At the end of the ceremony, Mr. Toureille told the press that the convention that his group has signed with the Ivorian government in Cote d’Ivoire will govern the operations of their institution. It is a fairly standard agreement which is prepared on a model that governs all microfinance institutions in the sub-region. “This is a standard agreement, but our institution is not a standard. We intend to do something exceptionally important for this country, “he said.

From an initial capital of USD 7 million (XOF 3.5 billion), the first microfinance agency, AKDN in Côte d’Ivoire, seeks 250,000 borrowers and 120,000 depositors. “This capital could be increased to USD 20 million (9 billion CFA francs) in 3 or 4 years with a forecast of 1.3 million borrowers and 1 million applicants,” said Jacques Toureille, at a conference he hosted the morning of the signing of the Convention. The International Finance Corporation; the French Cooperation Agency; the European Investment Bank, based in Luxembourg; and the FMO (Dutch agency on Financing for Development) are the network partners Aga Khan Development (AKDN) in this project, whose purpose is “to enable the poorest to have access to finance and fight against economic exclusion.” Three essential guidelines [are to]: “create institutions perennial in time, because poverty is not something that will disappear overnight; provide services to populations of very large because of the importance of their needs, including credit, savings and micro-insurance in various geographic areas, i.e. both in rural and in urban areas; and seek to have maximum impact by targeting people who are referred.

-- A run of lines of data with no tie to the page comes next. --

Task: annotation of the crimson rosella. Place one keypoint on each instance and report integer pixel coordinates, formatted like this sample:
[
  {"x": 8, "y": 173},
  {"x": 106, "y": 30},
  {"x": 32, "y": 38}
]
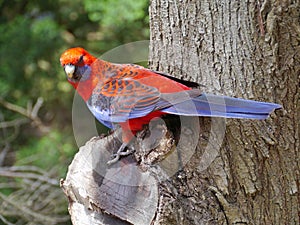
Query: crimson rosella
[{"x": 131, "y": 95}]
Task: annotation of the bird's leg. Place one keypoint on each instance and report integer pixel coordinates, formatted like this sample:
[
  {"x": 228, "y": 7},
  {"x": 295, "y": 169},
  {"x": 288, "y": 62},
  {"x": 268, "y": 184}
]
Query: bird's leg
[{"x": 120, "y": 153}]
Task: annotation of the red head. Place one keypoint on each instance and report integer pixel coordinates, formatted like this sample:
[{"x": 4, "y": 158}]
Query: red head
[{"x": 77, "y": 65}]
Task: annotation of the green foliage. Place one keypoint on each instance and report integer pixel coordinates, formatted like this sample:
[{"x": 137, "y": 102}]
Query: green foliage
[
  {"x": 47, "y": 152},
  {"x": 33, "y": 35}
]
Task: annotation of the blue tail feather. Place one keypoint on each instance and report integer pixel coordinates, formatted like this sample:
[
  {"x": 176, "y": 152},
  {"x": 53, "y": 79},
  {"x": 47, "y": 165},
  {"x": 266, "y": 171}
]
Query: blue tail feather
[{"x": 223, "y": 106}]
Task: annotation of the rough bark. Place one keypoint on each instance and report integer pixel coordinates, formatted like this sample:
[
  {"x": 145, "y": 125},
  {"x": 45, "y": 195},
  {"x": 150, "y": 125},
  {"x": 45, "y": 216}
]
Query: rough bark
[
  {"x": 246, "y": 49},
  {"x": 223, "y": 171}
]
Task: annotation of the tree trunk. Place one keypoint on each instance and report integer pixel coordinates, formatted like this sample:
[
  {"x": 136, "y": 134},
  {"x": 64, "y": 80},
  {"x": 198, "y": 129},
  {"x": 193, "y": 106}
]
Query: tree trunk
[
  {"x": 246, "y": 49},
  {"x": 223, "y": 171}
]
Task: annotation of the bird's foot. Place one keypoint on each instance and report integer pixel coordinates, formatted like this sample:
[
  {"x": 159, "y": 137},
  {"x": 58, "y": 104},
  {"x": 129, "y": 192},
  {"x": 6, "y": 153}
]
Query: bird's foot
[{"x": 120, "y": 153}]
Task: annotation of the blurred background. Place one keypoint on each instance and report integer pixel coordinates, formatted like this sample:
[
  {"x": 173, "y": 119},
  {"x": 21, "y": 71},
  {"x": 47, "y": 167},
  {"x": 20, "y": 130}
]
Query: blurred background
[{"x": 36, "y": 137}]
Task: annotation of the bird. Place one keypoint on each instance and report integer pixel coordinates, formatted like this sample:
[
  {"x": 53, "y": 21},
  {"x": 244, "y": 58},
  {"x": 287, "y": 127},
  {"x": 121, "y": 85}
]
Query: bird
[{"x": 130, "y": 96}]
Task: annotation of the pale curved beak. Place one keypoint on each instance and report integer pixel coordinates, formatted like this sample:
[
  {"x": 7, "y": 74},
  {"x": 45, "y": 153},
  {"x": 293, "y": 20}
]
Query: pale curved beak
[{"x": 69, "y": 69}]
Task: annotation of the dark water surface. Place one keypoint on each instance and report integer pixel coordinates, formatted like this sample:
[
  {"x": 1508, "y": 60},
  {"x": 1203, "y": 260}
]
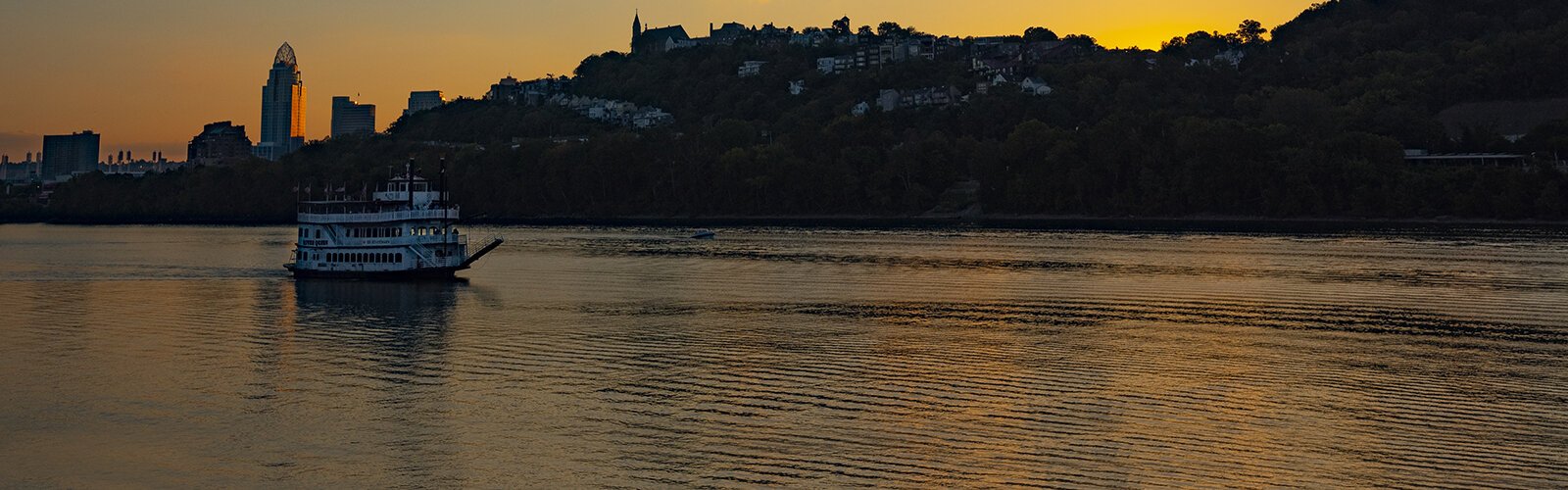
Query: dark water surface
[{"x": 185, "y": 357}]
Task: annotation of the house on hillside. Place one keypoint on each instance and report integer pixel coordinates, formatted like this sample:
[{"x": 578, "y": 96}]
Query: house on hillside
[
  {"x": 1034, "y": 86},
  {"x": 750, "y": 70},
  {"x": 728, "y": 33},
  {"x": 661, "y": 39},
  {"x": 993, "y": 67}
]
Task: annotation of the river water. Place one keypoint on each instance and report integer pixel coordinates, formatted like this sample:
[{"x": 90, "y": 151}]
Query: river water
[{"x": 627, "y": 357}]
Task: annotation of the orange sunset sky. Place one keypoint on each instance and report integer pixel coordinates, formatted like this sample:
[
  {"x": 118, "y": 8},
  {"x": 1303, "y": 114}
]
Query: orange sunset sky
[{"x": 148, "y": 74}]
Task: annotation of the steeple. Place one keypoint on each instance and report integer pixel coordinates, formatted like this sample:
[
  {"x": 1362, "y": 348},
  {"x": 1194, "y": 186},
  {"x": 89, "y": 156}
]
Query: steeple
[{"x": 637, "y": 28}]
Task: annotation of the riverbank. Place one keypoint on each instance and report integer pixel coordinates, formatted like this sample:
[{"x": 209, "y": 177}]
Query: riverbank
[{"x": 1013, "y": 221}]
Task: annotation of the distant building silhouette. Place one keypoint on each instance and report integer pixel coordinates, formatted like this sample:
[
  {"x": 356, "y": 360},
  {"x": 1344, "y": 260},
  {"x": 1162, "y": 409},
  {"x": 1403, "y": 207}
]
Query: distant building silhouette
[
  {"x": 282, "y": 107},
  {"x": 422, "y": 101},
  {"x": 656, "y": 39},
  {"x": 350, "y": 118},
  {"x": 67, "y": 156},
  {"x": 219, "y": 143}
]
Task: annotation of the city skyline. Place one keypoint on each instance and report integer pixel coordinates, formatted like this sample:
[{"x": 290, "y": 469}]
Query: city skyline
[{"x": 180, "y": 65}]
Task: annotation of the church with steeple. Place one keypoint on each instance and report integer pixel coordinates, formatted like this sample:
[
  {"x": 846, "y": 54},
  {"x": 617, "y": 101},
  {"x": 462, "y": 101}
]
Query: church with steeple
[{"x": 656, "y": 39}]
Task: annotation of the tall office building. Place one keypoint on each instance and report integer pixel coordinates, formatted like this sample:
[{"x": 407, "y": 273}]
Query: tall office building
[
  {"x": 419, "y": 101},
  {"x": 70, "y": 154},
  {"x": 350, "y": 118},
  {"x": 282, "y": 107}
]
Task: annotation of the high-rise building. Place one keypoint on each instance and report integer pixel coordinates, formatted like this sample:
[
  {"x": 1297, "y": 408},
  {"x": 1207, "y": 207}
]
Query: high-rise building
[
  {"x": 419, "y": 101},
  {"x": 282, "y": 107},
  {"x": 350, "y": 118},
  {"x": 70, "y": 154},
  {"x": 219, "y": 143}
]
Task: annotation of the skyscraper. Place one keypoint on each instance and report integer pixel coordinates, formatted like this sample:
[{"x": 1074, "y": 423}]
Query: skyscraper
[
  {"x": 70, "y": 154},
  {"x": 282, "y": 107},
  {"x": 419, "y": 101},
  {"x": 350, "y": 118}
]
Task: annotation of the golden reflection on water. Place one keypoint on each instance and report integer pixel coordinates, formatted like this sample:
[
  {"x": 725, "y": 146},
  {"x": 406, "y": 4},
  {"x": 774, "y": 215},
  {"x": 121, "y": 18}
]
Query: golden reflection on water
[{"x": 822, "y": 359}]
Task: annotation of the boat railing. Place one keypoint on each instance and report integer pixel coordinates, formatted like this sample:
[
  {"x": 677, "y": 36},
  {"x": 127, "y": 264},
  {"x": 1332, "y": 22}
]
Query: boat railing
[{"x": 376, "y": 216}]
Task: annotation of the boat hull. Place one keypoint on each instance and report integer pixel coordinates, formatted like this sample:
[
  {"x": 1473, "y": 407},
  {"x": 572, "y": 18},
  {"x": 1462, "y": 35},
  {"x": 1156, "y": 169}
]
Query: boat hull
[{"x": 431, "y": 273}]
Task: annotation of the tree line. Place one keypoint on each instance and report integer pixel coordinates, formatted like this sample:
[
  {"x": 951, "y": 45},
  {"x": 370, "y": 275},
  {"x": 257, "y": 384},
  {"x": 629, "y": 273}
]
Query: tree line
[{"x": 1309, "y": 122}]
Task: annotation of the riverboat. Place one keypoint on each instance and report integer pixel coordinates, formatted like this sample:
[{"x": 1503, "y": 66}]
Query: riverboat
[{"x": 404, "y": 231}]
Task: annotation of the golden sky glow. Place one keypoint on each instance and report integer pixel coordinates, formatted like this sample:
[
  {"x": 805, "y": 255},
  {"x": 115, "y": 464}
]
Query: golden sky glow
[{"x": 148, "y": 74}]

For it is [important] that services will go to the poorest and will not be diverted to the more affluent populations,” said Jacques Toureille.

The first microfinance agency AKDN in Côte d’Ivoire will open in the northern region where the group is already present in economic activities, especially in cotton. Its main services will be deposits and credit. Through the credit that is an activity of finance, AKDN “seeks to integrate the customer in the economic environment in the country. This means ensuring that those people who initially are in a precarious situation, changing gradually for a more stable life, a more stable environment both in terms of their economic life and their habitat, access to health care and access to education for their children.” Production activities will be financed (the purchase of inputs for the development of agriculture, small-scale mechanization (purchase of oxen, ploughs) to facilitate the work of people, etc; improving habitat (construction of additional rooms, latrines, water, etc.), and health with insurance products. There is also leasing to facilitate money transfers and their use [by] some expatriates, for example. Burkina Faso and Mali are the first two countries in the subregion to house a microfinance agency of the AKDN. The agency could start its activities next September, said Director General of the Agency. On the night of Tuesday, the Head of State Laurent Gbagbo gave a dinner to His Highness the Aga Khan, during which he commended for all development activities that network deployed in Cote d’Ivoire. “Let me say that we have is a great friend. Historically, since independence, he worked alongside us,” said President Gbagbo.

On the microfinance, the Head of State stressed that it is the most important thing today in Africa. “The father of the microfinance took the Nobel Prize in economics. And they have done well to give it. Because this is the first time they give the Nobel Prize in economics intelligently. They were assigned to one who has really established a network to give the most needy. As pointed here, His Highness the Aga Khan.”